The whole Real ID compliance affair over the last few weeks had about it the air of a circus. Standards applied to one state weren’t applied to another. States that didn’t ask for reprieves got them — even after telling off the feds. States like Maine that did ask, didn’t get them and had to go against a legislative mandate in order to get the reprieve. What satisfied Chertoff in one state wasn’t enough in another. And to make it all that much more an Alice in Wonderland journey down the rabbit hole, Chertoff actually said to South Carolina officials that “the federal government should be interested in results, not words,” while in Maine, what Chertoff was precisely interested in was words (the governor’s promise of compliance), not results (the Legislature’s ban against compliance). Who blinked? It looks like both Chertoff and Baldacci winked.
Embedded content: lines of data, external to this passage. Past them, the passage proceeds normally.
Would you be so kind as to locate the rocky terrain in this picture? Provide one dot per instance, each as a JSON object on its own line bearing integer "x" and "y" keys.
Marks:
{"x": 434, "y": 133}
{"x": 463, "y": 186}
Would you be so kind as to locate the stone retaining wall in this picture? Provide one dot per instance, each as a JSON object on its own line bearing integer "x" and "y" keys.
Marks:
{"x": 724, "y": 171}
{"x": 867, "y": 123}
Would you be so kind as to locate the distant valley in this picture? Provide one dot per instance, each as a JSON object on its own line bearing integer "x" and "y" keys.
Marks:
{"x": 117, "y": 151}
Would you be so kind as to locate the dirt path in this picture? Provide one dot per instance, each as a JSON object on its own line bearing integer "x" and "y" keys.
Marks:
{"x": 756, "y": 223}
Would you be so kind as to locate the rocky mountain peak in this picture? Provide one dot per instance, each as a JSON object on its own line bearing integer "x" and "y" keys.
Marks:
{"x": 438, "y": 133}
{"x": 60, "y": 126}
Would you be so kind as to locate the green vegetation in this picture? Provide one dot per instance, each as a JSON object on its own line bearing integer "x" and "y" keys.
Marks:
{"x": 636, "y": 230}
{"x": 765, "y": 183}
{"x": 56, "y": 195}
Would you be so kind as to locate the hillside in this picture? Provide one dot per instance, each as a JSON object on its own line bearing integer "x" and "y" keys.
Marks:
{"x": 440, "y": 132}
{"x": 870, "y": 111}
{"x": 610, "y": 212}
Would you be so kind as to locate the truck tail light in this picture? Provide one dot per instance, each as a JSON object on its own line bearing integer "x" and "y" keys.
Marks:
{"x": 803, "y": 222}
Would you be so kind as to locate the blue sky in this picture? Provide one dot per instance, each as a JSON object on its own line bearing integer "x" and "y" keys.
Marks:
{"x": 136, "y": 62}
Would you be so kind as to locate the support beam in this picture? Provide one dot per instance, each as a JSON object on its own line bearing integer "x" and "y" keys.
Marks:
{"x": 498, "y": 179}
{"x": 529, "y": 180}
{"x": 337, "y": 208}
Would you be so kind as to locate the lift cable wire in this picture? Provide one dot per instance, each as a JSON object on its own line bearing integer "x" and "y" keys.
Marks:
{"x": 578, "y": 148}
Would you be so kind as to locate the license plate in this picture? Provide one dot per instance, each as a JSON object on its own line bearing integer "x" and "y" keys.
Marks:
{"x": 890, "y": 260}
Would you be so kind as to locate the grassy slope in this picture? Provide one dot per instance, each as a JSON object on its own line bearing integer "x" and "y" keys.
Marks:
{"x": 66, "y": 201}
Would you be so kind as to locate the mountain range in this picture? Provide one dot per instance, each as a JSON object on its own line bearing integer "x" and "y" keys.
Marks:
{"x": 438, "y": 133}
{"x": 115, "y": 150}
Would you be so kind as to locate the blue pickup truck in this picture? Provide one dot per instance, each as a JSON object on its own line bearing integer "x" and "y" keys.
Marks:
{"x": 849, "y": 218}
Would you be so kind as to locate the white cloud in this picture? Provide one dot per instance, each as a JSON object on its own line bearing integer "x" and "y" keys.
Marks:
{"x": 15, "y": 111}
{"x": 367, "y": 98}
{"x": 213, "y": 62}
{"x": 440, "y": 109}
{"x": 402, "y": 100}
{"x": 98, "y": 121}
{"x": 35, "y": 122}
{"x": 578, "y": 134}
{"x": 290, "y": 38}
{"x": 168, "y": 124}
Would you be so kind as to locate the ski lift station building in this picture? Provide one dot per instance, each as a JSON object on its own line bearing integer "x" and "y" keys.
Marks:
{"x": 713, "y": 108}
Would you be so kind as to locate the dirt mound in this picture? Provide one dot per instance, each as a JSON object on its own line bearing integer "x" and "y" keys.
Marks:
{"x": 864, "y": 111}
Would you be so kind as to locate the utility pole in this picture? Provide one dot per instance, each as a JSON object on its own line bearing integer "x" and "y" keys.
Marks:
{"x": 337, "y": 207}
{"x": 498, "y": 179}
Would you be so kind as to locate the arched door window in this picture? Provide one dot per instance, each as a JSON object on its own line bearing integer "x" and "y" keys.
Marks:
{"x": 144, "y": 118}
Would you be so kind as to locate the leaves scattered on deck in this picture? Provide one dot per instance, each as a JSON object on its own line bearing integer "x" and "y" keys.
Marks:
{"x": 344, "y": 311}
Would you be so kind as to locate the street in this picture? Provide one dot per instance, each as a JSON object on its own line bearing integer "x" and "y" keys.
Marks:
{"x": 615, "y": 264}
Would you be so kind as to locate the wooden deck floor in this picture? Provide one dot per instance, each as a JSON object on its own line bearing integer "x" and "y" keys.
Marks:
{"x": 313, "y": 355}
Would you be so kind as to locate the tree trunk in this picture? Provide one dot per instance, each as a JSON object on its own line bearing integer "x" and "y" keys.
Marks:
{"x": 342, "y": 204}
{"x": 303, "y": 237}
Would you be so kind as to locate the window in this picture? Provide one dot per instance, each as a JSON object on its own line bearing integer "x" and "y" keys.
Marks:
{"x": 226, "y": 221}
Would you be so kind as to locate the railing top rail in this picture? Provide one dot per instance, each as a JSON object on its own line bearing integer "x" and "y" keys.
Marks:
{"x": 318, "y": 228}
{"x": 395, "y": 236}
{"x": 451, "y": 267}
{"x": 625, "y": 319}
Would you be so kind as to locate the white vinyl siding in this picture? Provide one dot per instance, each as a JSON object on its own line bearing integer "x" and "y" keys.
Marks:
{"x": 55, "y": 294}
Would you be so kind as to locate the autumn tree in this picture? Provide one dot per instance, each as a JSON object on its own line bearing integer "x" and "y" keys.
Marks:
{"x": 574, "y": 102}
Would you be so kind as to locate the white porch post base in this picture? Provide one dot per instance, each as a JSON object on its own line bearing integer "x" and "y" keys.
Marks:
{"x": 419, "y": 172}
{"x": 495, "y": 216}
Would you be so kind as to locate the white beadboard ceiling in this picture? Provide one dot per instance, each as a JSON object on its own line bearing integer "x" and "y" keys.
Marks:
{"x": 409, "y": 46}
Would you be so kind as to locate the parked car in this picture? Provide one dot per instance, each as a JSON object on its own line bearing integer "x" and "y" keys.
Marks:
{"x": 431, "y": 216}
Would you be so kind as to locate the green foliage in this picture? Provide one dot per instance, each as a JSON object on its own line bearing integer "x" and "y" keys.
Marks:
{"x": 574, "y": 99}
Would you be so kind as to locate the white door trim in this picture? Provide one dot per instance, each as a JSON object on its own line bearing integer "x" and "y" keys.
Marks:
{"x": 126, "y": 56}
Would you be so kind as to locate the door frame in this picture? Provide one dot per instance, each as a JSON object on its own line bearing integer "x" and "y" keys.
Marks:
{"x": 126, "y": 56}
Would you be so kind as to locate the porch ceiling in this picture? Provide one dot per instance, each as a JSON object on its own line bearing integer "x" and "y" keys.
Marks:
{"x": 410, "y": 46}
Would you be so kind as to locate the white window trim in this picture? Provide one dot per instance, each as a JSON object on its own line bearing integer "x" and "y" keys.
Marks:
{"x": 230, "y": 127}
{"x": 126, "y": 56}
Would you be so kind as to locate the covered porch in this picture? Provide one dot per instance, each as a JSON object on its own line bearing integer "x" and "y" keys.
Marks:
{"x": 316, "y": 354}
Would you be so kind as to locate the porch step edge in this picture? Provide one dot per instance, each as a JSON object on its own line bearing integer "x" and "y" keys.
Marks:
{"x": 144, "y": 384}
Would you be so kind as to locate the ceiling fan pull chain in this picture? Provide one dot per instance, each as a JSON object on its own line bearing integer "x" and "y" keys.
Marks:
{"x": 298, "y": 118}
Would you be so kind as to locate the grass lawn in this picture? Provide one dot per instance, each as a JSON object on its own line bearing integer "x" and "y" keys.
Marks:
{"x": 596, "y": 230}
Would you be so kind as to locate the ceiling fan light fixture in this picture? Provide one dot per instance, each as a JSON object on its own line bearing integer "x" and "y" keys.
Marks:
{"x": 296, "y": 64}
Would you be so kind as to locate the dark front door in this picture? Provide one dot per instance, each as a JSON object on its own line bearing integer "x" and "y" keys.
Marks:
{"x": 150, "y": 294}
We believe that a federal mandate to standardize and tighten the requirements for drivers’ licenses, as the 9/11 Commission recommended, is an appropriate security measure. That is what the 2005 working group was well on its way to devising — and not what Real ID is. Real ID’s unfunded mandate is an unfair burden on states. Its requirement for a shared national database, in an age when the security of massive databases like Hannaford’s is easily compromised, is indeed a threat to privacy.
Yet while it was appropriate for Maine and other states to enshrine their opposition to Real ID in statute, the fact remains that the feds had a pretty big stick to force states into compliance with the law. No governor, and no Legislature, wants the responsibility of keeping its citizens off of airplanes. Baldacci bought time with his promise; it’s up to the Legislature to determine whether he can keep it.
And in the meantime, it remains to be seen whether Chertoff’s threats can or will be realized. There are numerous moves from both Democrats and Republicans in Congress to scale back Real ID to a form more consonant with the 9/11 Commission’s recommendations for standardized drivers’ licenses. That would be a welcome measure of common sense in the increasingly farcical administration of this challenging law.